Yudhistira kembali memejamkan matanya, dan tiba-tiba Ruh yudhistira meluncur keluar dari tubuhnya dan dengan cepat terbang ke arah sinar tersebut.

Kejadian ini hanya dapat disaksikan di dimensi ruh, Dimensi kehidupan tidak merasakan apa-apa.

Bulan dan bintang tetap menghiasi langit malam.

Seketika Si Wanita raksasa menghentikan permainan sulingnya. Matanya yang tertutup perlahan terbuka, menunjukkan pupil mata berwarna abu-abu seperti rambutnya.

Ekspresinya tenang menatap ke arah langit, ke sumber cahaya tersebut.

Dari langit muncul bola matahari berwarna kuning. Walau tidak sebesar sosok wanita tersebut, aura yang dikeluarkannya membuat bumi dan langit dimensi ruh bergetar!.

"Atas Titah Paduka Rajendra, Raja Agung Umat Manusia, Mulai detik ini alam reinkarnasi terlarang untuk masuk ke Negeri Manusia!" Suara seorang pria keluar dari sosok matahari tersebut.

Suaranya tidak terlalu besar namun bernada tegas. Terdengar ke segala penjuru langit

"Pergilah Muni!, Malam ini malam terakhirmu menginjakkan kaki di Bumantara!" ucap sosok Matahari tersebut.

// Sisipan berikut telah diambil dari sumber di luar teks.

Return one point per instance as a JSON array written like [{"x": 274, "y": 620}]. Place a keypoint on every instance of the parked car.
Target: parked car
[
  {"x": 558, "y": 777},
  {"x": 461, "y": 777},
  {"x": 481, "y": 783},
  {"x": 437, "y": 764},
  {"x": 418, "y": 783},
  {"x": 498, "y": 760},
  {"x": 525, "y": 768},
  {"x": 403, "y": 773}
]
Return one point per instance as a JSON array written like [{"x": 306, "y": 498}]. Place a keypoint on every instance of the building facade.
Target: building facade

Bumantara adalah nama kerajaan Manusia di bawah naungan Rajendra. Dari nada bicaranya, sosok Matahari tersebut seperti sudah akrab dengan utusan Dewa kematian yang bernama Muni.

"Ras-ras di alam semesta semakin arogan, Apakah manusia sanggup menerima amarah tuanku ?" balas Muni dengan tenang

"Kalau para Dewa bisa melakukannya, mengapa manusia tidak bisa ?" terdengar suara pria dari arah yang lain. Suara yang sangat akrab terdengar di telinga Maja

'Gu..GURU !!?' Maja terkejut melihat sosok yang baru saja datang

Yudhistira datang!, Dibelakangnya terlihat bayangan pedang besar berwarna biru terang. Siapapun yang melihatnya akan merasa jiwanya tercabik!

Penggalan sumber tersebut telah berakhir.